Obligatory reference to The Floppotron:

https://youtu.be/kCCXRerqaJI


And my favorite Floppotron 3.0 performance, The Final Countdown:

https://youtu.be/e-WakfBNHD0

Along with a cool article by the inventor about how it works:

http://silent.org.pl/home/2022/06/13/the-floppotron-3-0


This has reminded me of the awe felt by 12 year old me when someone showed me that you could use a hole punch to make a hole in the corner of a single sided 3.5" disk to double the capacity.

Adult me is now going to go look into how or why that worked.


I loved the sound the original Mac disk drives made as they sped up and down. Incompatible with everything else but it was at a time when that didn't matter all that much.


The five-and-a-quarter ones didn't store very well, at least not in my parents' basement. I was bummed out when my astronomy program wouldn't load.

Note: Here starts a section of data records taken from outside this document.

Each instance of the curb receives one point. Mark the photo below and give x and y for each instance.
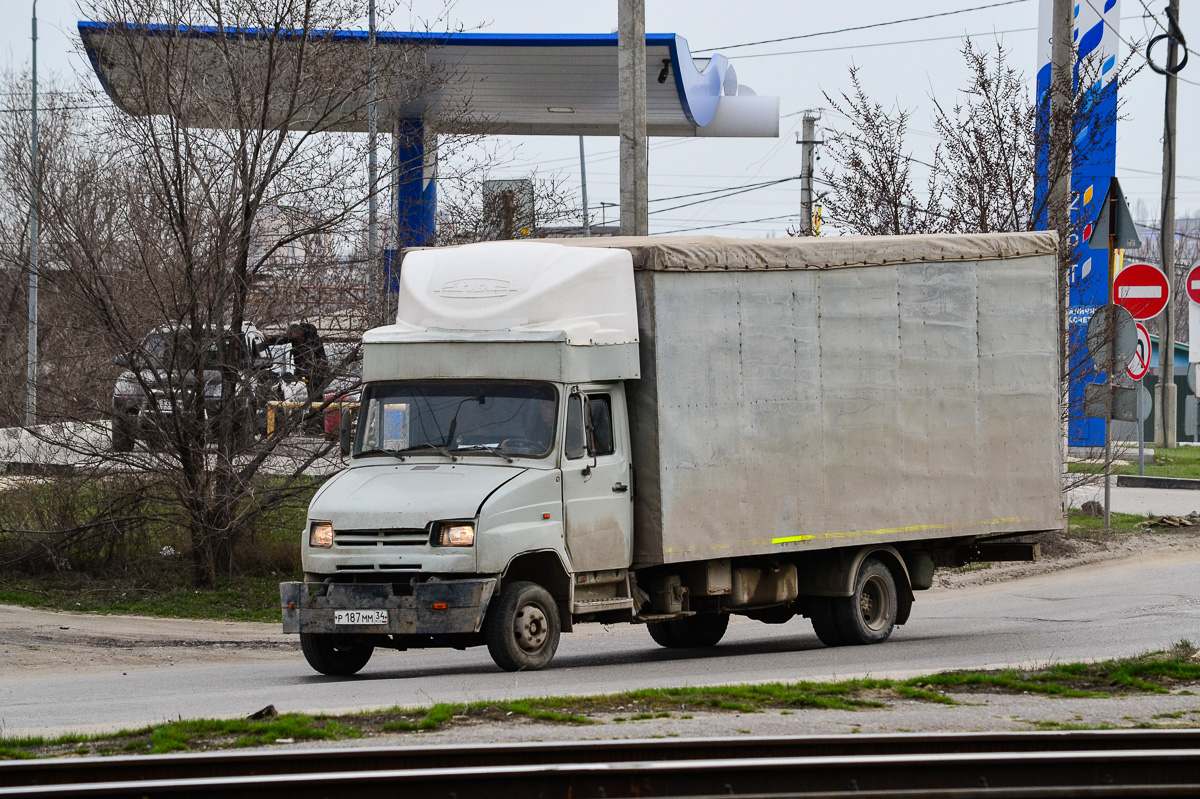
(1137, 481)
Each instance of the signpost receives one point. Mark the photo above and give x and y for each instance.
(1139, 293)
(1137, 370)
(1140, 361)
(1193, 283)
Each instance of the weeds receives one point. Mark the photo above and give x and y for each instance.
(1158, 672)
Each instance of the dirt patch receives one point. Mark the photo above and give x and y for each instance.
(1063, 551)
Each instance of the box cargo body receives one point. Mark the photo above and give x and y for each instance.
(792, 401)
(675, 431)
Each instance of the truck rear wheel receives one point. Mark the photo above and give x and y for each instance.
(334, 655)
(691, 631)
(522, 628)
(869, 614)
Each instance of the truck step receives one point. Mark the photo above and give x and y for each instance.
(597, 606)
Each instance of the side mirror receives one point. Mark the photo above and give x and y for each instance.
(343, 432)
(589, 434)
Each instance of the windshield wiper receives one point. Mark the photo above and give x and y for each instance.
(484, 448)
(394, 454)
(429, 445)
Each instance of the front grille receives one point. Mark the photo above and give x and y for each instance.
(387, 538)
(379, 566)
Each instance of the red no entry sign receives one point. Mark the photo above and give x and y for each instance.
(1194, 283)
(1141, 289)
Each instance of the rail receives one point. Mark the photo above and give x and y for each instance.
(1111, 763)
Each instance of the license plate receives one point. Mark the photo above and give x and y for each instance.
(360, 617)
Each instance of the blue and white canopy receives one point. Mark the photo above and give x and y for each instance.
(553, 84)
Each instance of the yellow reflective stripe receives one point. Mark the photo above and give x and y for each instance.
(912, 528)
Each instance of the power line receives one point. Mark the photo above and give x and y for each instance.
(845, 30)
(731, 193)
(726, 224)
(745, 187)
(1133, 48)
(907, 41)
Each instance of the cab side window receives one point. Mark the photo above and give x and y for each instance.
(601, 422)
(576, 437)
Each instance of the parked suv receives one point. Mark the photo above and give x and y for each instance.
(160, 378)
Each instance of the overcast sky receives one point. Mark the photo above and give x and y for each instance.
(905, 64)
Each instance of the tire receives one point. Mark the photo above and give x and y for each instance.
(821, 614)
(691, 631)
(123, 436)
(334, 655)
(522, 628)
(869, 616)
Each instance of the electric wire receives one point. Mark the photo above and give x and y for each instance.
(845, 30)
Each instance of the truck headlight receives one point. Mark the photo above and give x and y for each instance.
(321, 535)
(455, 535)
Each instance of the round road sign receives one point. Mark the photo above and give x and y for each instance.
(1140, 361)
(1194, 283)
(1141, 289)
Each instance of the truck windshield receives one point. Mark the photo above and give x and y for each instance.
(509, 419)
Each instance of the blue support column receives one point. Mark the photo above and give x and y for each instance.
(1093, 161)
(417, 192)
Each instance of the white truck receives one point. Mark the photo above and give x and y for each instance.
(672, 431)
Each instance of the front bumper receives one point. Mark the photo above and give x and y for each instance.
(433, 608)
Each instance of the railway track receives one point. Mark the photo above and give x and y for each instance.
(1115, 763)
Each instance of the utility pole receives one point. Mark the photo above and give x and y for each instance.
(631, 79)
(583, 182)
(1062, 56)
(1164, 430)
(375, 266)
(808, 142)
(31, 347)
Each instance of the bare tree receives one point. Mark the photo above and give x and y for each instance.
(870, 184)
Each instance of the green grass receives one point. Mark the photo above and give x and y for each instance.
(1158, 672)
(1089, 526)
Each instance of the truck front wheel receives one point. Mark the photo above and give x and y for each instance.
(522, 628)
(334, 655)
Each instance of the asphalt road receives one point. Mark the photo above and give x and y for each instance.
(1092, 612)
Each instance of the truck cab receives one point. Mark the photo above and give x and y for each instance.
(489, 491)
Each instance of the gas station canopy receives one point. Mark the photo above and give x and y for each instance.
(544, 84)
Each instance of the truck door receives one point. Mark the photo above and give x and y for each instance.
(597, 486)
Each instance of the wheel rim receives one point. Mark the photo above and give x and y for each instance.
(874, 604)
(531, 628)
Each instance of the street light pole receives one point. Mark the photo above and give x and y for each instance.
(31, 347)
(375, 270)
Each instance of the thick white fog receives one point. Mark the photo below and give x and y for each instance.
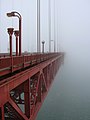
(72, 24)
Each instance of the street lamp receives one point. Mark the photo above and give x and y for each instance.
(16, 14)
(53, 44)
(43, 46)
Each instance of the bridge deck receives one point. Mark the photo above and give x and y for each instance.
(23, 92)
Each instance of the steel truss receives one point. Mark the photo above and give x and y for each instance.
(22, 94)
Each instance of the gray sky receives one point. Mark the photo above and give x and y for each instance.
(72, 24)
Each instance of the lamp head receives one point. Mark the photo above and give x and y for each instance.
(11, 14)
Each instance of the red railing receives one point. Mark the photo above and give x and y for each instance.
(11, 64)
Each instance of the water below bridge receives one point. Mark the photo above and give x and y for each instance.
(69, 96)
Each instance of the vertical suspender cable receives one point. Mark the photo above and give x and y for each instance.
(54, 29)
(49, 18)
(38, 27)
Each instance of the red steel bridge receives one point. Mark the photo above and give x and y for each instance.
(25, 78)
(24, 83)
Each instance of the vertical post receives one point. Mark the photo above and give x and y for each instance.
(43, 46)
(16, 33)
(54, 29)
(2, 109)
(27, 98)
(38, 26)
(20, 36)
(10, 32)
(49, 21)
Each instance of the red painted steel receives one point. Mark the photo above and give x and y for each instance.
(24, 90)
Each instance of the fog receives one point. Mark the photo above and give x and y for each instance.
(72, 35)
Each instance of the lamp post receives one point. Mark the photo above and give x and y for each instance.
(43, 46)
(10, 32)
(16, 14)
(16, 33)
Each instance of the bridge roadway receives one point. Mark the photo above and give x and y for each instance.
(24, 83)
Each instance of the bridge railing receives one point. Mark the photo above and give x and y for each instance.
(11, 64)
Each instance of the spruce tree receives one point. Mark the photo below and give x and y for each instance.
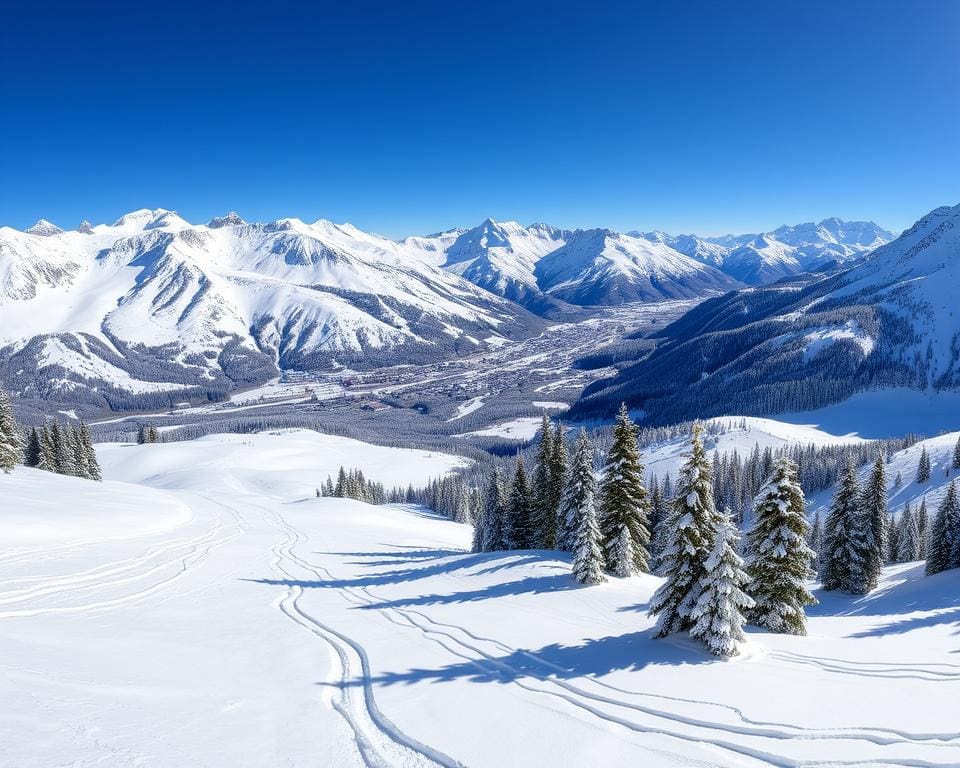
(691, 532)
(718, 615)
(543, 508)
(33, 456)
(559, 467)
(844, 537)
(923, 466)
(520, 527)
(11, 445)
(940, 547)
(624, 524)
(588, 558)
(581, 483)
(779, 563)
(873, 506)
(496, 524)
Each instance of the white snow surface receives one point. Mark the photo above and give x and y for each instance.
(669, 456)
(267, 627)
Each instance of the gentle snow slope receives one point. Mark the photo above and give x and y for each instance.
(275, 629)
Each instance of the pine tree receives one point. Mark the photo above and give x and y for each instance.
(624, 524)
(520, 527)
(691, 527)
(559, 466)
(923, 525)
(923, 466)
(11, 445)
(33, 456)
(943, 531)
(873, 506)
(718, 615)
(779, 563)
(908, 538)
(844, 548)
(495, 526)
(543, 507)
(47, 455)
(588, 558)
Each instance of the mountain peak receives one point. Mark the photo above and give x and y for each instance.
(44, 228)
(232, 219)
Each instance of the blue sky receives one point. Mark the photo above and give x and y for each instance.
(419, 116)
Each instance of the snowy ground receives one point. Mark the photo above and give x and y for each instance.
(267, 627)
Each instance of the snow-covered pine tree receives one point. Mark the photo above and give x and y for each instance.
(559, 466)
(48, 458)
(923, 466)
(844, 544)
(815, 539)
(496, 524)
(779, 563)
(908, 536)
(873, 506)
(718, 615)
(624, 525)
(691, 526)
(942, 531)
(520, 528)
(543, 509)
(11, 445)
(580, 482)
(588, 560)
(33, 456)
(923, 525)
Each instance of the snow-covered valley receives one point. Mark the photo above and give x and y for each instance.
(241, 621)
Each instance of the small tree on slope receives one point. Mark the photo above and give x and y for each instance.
(520, 528)
(718, 615)
(543, 508)
(587, 553)
(11, 447)
(579, 489)
(780, 559)
(844, 553)
(690, 538)
(944, 533)
(873, 505)
(623, 503)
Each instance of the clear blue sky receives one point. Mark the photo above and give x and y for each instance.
(411, 117)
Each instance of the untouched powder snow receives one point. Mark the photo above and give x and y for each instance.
(275, 628)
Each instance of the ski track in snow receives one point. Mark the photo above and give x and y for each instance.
(380, 742)
(599, 705)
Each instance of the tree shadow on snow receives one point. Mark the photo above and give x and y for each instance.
(632, 651)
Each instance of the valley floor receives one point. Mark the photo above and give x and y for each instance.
(266, 627)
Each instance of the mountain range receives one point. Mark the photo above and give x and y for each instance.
(808, 341)
(152, 309)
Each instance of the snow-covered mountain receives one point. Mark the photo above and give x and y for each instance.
(597, 266)
(808, 342)
(758, 259)
(136, 312)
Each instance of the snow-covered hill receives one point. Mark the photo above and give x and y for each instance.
(598, 266)
(811, 341)
(119, 315)
(788, 250)
(269, 627)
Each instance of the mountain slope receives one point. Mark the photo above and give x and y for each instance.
(788, 250)
(810, 341)
(598, 267)
(152, 309)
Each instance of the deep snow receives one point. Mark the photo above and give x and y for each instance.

Indeed, in my experience, there's some kind of biofilm that forms on the disk surface. Doesn't look like anything more than a thin stain or discoloration, but disks so afflicted never read correctly. Suspect that whatever it is, it's between the mylar and the oxide layer so the bits literally flake off when the head hits those patches.

Why do I think it's biological -- just the shapes of the patches resemble what you see in laboratory petri dishes, and that the amount of such corruption seems to correlate to humidity. Disks from an attic seldom have this issue, compared to ones from basements.


The insides of the sleeve were lined with felt to cushion the disk and allow it to slide easily. It also unfortunately attracted moisture and could promote mold growth in very humid environments.

It also means if you drop it in water (as I once did) the felt will expand then be dragged along with the disk and literally crash into the head if you were foolish enough to put it in a drive. (Which I fortunately didn't.) Drying it out is not simple. But for the 3.5" types opening the shell is. You can then transfer the disk into a donor shell after giving it a good wipe with lint-free cloth and be on your way.

For dealing with mold on the disk itself, a brief Duck search reminds me that UV light kills most biologics. As does ozone. That will at least stop it from growing.


I would love an equivalent low-level deep dive for LTO tape. What are the latest generations doing to squeeze so much in?


Jonathan, your deep dive into the intricacies of floppy disks is truly enlightening! It's fascinating to see the evolution and the technicalities behind something that's now a part of tech history. How do you think the transition from floppy disks to USBs impacted data storage and transfer?